Training & Testing in Higher Precision
Closed this issue · 2 comments
Hi, I wonder if this codebase is possible to train and test in a higher precision?
I'm interested in training in W-8, A-8, G-8, E-8, and also test in W-8, A-8, G-8, E-8. But I realized that simply changing this line in the source/Option.py
file into bitsW = 8 # bit width of we ights
doesn't work. It will lead to explosion of gradients. I wonder if you have any suggestion on it?
@stevenygd
Hi, I have tried this configuration and faced the exploded gradient as well, but I transferred to other field and now have little time to deep into it. It is a very promising idea.
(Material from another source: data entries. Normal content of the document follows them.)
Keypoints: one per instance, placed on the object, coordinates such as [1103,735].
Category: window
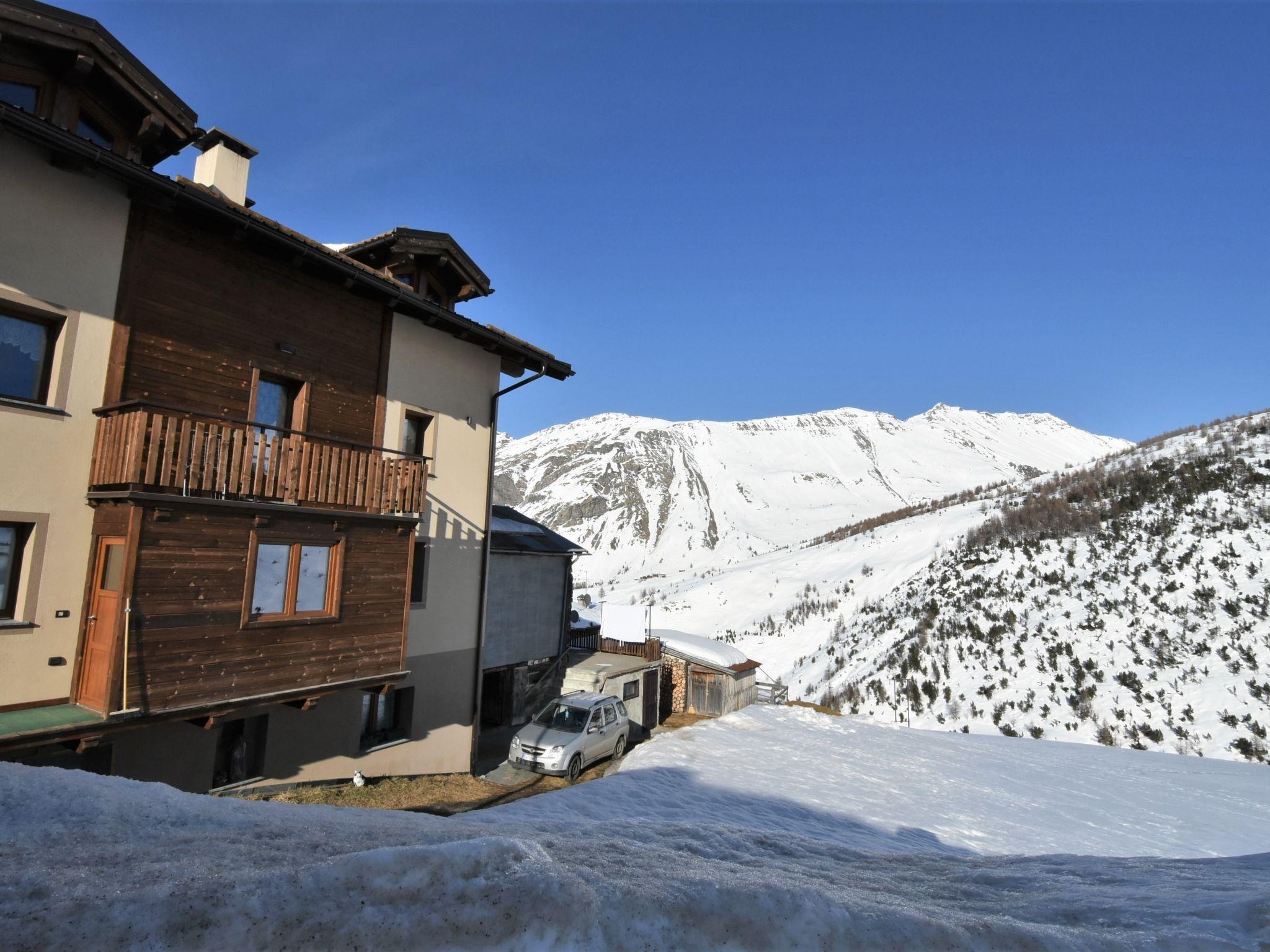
[94,131]
[13,539]
[278,402]
[293,580]
[239,752]
[419,574]
[385,718]
[414,433]
[25,357]
[24,95]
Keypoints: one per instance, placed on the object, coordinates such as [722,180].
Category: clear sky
[729,211]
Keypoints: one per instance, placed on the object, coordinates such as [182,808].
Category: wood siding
[200,311]
[189,646]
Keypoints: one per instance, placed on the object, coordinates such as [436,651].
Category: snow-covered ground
[770,828]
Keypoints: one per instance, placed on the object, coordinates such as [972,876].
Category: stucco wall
[636,706]
[453,381]
[65,259]
[527,601]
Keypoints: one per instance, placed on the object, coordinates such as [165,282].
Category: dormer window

The problem is that you should always set kG > kW, otherwise the small changes of weight accumulation will immediately affect the forward propagation. In experiment, the gradients are mostly amplified, in the paper, the gap between 2-bit W and 8-bit G offers a buffer space to smooth the noise and filter out robust weight updates. Maybe that why 2W8G works fine while 8W8G not.
So I suggest that you can begin with W-8 A-8 G-float32 E-8 and try some dynamic scaling of the gradients.
Good luck : )
Try gradient clipping, e.g. change this line to
xmax = max(gmax, tf.reduce_max(tf.abs(x)))
where gmax
is some reasonable upper limit on gradient magnitude (estimate it from W-2 network, and experiment from there).